83

I’m looking for a good arbitrary precision math library in C or C++. Could you please give me some advices or suggestions?

The primary requirements:

  1. It must handle arbitrarily big integers—my primary interest is on integers. In case that you don’t know what the word arbitrarily big means, imagine something like 100000! (the factorial of 100000).

  2. The precision must not need to be specified during library initialization or object creation. The precision should only be constrained by the available resources of the system.
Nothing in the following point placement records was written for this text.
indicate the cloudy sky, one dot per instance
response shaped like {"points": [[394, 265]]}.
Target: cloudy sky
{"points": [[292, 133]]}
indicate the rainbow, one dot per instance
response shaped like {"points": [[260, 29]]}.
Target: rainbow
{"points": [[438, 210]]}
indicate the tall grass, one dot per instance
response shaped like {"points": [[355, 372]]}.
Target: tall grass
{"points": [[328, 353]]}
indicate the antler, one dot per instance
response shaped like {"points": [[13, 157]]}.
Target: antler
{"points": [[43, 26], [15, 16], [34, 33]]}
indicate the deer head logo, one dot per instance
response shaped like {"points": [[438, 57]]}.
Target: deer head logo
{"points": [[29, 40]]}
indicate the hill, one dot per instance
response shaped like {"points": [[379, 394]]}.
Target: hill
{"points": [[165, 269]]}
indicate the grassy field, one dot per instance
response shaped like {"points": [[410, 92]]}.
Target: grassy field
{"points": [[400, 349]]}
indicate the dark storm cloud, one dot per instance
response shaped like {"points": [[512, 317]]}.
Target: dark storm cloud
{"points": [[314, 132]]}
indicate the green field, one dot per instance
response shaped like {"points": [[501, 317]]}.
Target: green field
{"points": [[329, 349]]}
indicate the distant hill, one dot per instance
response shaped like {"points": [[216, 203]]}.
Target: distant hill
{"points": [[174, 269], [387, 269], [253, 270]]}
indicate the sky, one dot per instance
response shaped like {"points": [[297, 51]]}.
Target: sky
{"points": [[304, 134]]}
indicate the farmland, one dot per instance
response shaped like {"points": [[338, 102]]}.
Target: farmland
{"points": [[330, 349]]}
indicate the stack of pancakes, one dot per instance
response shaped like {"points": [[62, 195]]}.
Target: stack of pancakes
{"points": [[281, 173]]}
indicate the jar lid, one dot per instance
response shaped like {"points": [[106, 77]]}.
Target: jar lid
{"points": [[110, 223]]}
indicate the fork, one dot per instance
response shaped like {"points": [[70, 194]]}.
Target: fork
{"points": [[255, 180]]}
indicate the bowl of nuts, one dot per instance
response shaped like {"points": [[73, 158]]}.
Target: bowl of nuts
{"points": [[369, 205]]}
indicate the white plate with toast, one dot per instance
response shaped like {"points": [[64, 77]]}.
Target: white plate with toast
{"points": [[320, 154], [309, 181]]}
  3. It should utilize the full power of the platform, and should handle “small” numbers natively. That means on a 64-bit platform, calculating (2^33 + 2^32) should use the available 64-bit CPU instructions. The library should not calculate this in the same way as it does with (2^66 + 2^65) on the same platform.

  4. It must efficiently handle addition (+), subtraction (-), multiplication (*), integer division (/), remainder (%), power (**), increment (++), decrement (--), GCD, factorial, and other common integer arithmetic calculations. The ability to handle functions like square root and logarithm that do not produce integer results is a plus. The ability to handle symbolic computations is even better.
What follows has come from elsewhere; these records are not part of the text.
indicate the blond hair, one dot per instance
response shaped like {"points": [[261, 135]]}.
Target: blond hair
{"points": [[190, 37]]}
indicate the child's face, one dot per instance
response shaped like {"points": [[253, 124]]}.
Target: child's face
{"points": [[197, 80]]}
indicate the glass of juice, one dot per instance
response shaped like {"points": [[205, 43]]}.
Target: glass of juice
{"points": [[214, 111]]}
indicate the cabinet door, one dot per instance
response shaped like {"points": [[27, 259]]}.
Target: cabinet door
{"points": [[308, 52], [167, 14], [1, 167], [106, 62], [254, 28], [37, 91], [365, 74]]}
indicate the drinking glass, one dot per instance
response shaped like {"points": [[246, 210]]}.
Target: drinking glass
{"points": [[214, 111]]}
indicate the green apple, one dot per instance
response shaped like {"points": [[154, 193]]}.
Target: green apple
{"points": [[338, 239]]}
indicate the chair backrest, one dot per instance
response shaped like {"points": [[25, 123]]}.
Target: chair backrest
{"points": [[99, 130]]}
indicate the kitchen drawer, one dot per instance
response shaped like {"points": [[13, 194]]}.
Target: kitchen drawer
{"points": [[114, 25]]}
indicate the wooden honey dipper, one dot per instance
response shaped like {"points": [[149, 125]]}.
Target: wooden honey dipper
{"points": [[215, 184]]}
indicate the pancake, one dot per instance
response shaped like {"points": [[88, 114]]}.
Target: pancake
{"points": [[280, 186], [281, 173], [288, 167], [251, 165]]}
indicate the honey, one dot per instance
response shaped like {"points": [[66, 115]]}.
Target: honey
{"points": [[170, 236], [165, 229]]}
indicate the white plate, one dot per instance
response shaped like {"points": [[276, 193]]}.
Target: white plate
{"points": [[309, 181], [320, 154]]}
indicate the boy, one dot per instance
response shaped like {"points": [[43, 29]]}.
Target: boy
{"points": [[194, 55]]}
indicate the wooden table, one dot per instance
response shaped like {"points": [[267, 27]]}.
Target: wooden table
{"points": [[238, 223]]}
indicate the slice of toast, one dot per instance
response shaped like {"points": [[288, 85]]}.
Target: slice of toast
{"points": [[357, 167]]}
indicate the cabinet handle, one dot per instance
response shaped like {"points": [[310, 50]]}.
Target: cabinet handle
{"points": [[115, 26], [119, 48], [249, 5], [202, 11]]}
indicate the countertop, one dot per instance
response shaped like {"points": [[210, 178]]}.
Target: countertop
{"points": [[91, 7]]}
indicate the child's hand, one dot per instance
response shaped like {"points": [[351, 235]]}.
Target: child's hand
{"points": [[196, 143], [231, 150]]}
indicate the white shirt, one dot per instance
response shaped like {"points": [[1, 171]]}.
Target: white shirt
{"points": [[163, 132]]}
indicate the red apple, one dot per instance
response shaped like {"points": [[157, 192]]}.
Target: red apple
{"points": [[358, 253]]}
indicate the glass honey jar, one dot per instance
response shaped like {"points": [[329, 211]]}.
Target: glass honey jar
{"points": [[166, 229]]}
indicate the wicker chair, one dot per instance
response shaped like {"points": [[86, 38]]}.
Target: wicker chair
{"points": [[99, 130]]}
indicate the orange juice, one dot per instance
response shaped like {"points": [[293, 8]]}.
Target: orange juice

Here are what I found so far:

  1. Java's BigInteger and BigDecimal class: I have been using these so far. I have read the source code, but I don’t understand the math underneath. It may be based on theories and algorithms that I have never learnt.

  2. The built-in integer type or in core libraries of bc, Python, Ruby, Haskell, Lisp, Erlang, OCaml, PHP, some other languages: I have used some of these, but I have no idea which library they are using, or which kind of implementation they are using.

What I have already known:

  1. Using char for decimal digits and char* for decimal strings, and do calculations on the digits using a for-loop.

  2. Using int (or long int, or long long) as a basic “unit” and an array of that type as an arbitrary long integer, and do calculations on the elements using a for-loop.

  3. Using an integer type to store a decimal digit (or a few digits) as BCD (Binary-coded decimal).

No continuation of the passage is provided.